Tyrosine levels do not generally affect indices of dopamine (DA) synthesis or efflux under basal conditions, but can do so when DA synthesis is increased. One possibility is that a high rate of DA synthesis depletes the normally adequate pool of endogenous tyrosine. To study this, we administered drugs known to preferentially increase striatal DA synthesis and examined DOPA levels in striatal microdialysate during perfusion with NSD-1015. In additional groups, we also measured DA, tyrosine and large neutral amino acids in striatal microdialysate, as well as in tissue from striatum and medial prefrontal cortex (MPFC). gamma-butyrolactone (GBL) (750 mg/kg i.p.) increased DOPA levels in striatal microdialysate, increased tissue DA levels in the MPFC and striatum, but lowered tissue tyrosine levels only in striatum. In striatal microdialysate, GBL markedly lowered DA levels; tyrosine levels were only marginally lower. Haloperidol (HAL) (1.0 mg/kg s.c.)+/-amfonelic acid (AFA) (5 mg/kg i.p.) increased striatal DOPA accumulation, increased striatal DA efflux, lowered striatal tissue tyrosine levels, but did not affect microdialysate tyrosine levels. There were no consistent changes in levels of other large neutral amino acids. We conclude that increased tyrosine hydroxylation can significantly deplete the endogenous pool of tyrosine. Under such conditions, near normal extracellular tyrosine levels are maintained despite lower tissue levels. The data are consistent with a net transfer of tyrosine from non-DAergic cells to DA terminals in support of DA synthesis.

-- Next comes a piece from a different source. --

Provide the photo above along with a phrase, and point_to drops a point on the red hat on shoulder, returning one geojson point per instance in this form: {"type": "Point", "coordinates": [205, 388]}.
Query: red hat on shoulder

Clozapine-induced dopamine release in the medial prefrontal cortex is augmented by a moderate concentration of locally administered tyrosine but attenuated by high tyrosine concentrations or by tyrosine depletion.

RATIONALE: Tyrosine availability can affect indices of dopamine (DA) release in activated central DA systems. There are, however, inconsistencies between studies. One possibility is that the relationship between tyrosine availability and DA release is non-linear. OBJECTIVES: This study aimed to determine how tyrosine depletion as well as a range of administered tyrosine concentrations affect antipsychotic drug-induced extracellular DA levels in the MPFC or striatum. METHODS: A guide cannula was implanted over the medial prefrontal cortex or striatum of adult male rats. After a 24-h recovery period, a microdialysis probe was inserted. Microdialysate collection began on the following day. Some rats received vehicle or a tyrosine- and phenylalanine-free neutral amino acid solution NAA(-) (IP) prior to clozapine (CLZ 10 mg/kg IP). Others received vehicle, CLZ (10 mg/kg IP) or haloperidol (HAL) (1 mg/kg IP) while the probe was perfused with artificial cerebrospinal fluid containing tyrosine 0-200 mug/ml. RESULTS: NAA(-) reduced tyrosine levels in MPFC dialysate by 35%. This reduction did not affect basal MPFC DA levels but attenuated the peak of CLZ-induced MPFC DA levels. The NAA(-) effect could be reversed by administration of tyrosine. Infused tyrosine 12.5-200 mug/ml did not affect basal DA levels either in MPFC or striatum. Within the MPFC, tyrosine 50.0 mug/ml significantly increased CLZ-induced DA levels. Within the striatum, tyrosine 25.0 mug/ml significantly increased while 150.0 mug/ml significantly decreased HAL-induced DA levels. CONCLUSIONS: Basal extracellular levels of DA in the MPFC and striatum are not affected by wide changes in tyrosine availability. However, modestly increased brain tyrosine levels can augment CLZ-induced MPFC and HAL-induced DA levels. Very high tyrosine concentrations attenuate HAL-induced striatal DA levels. These data may explain inconsistencies in the literature and suggest that tyrosine availability could be exploited to modulate psychotropic drug-induced DA levels in the brain.